ARMR offers exposure to nine of the 11 S&P 500 sectors, using Vanguard ETFs, which are among the least expensive sector funds. The new follows the Armor US Equity Index.
“Rebalanced monthly, the index provides exposure to those sectors of the US economy that score the highest using Armor’s proprietary market performance indicator (MPI), which identifies the sectors best positioned to offer strong, long-term performance potential with lower expected downside risk,” according to Armor Index.
Why It's Important
“Only the sectors that score well in the MPI are included each month, represented by using highly liquid sector ETFs. If no sector appears attractive based on the MPI’s results, the index can shift to a focus on US Treasurys,” according to Armor Index.
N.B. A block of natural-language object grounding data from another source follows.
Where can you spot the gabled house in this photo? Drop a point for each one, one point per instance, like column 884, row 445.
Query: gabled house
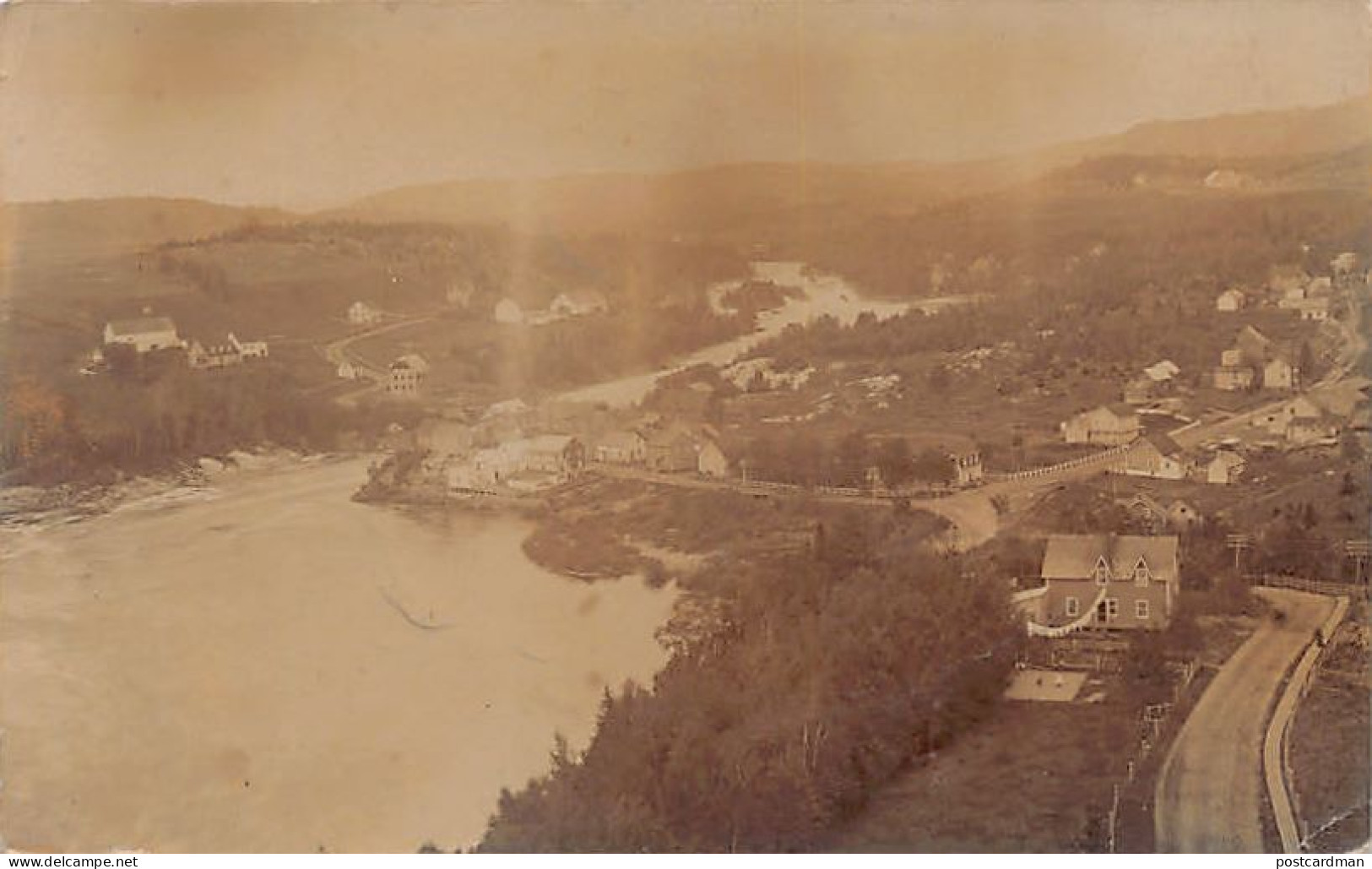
column 1106, row 426
column 508, row 312
column 1313, row 311
column 1255, row 359
column 711, row 460
column 406, row 375
column 1229, row 301
column 1225, row 469
column 1147, row 513
column 143, row 334
column 361, row 313
column 623, row 447
column 671, row 451
column 1233, row 373
column 1156, row 454
column 1110, row 581
column 1156, row 381
column 250, row 349
column 217, row 351
column 578, row 304
column 1280, row 372
column 557, row 454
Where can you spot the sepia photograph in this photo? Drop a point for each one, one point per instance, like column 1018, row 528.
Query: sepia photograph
column 649, row 427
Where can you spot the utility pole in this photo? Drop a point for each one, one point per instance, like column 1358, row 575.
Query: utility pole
column 1239, row 542
column 1358, row 551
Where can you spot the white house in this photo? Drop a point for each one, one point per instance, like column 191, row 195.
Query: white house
column 1313, row 309
column 578, row 304
column 248, row 349
column 361, row 313
column 143, row 334
column 1229, row 300
column 1225, row 469
column 1157, row 456
column 1109, row 426
column 406, row 375
column 509, row 312
column 625, row 447
column 711, row 460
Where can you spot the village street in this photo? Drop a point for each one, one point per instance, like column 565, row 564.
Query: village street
column 1209, row 796
column 336, row 351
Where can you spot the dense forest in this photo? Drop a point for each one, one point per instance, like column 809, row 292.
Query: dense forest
column 158, row 414
column 792, row 692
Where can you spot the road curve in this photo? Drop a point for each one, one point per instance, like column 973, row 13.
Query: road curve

Although the new ARMR is designed to provide downside, it's current makeup provides plenty of opportunity for upside capture – assuming the bull market remains in tact – via ETFs such as VGT and the Vanguard Communication Services ETF (NYSE: VOX).
All Vanguard sector ETFs are cap-weighted.
“With the current bull market for US equities now in its second decade, investors are in uncharted territory. It’s only prudent that many will be thinking about how their portfolios will respond when the inevitable downturn arrives,” said Armor Index founder Jim Colquitt. “For investors, protecting against downside risk should be paramount; and for advisors, explaining to clients how you can help them protect against downside risk is going to be an important, and recurring, conversation in 2020.
ARMR charges 0.60% per year, or $60 on a $10,000 investment.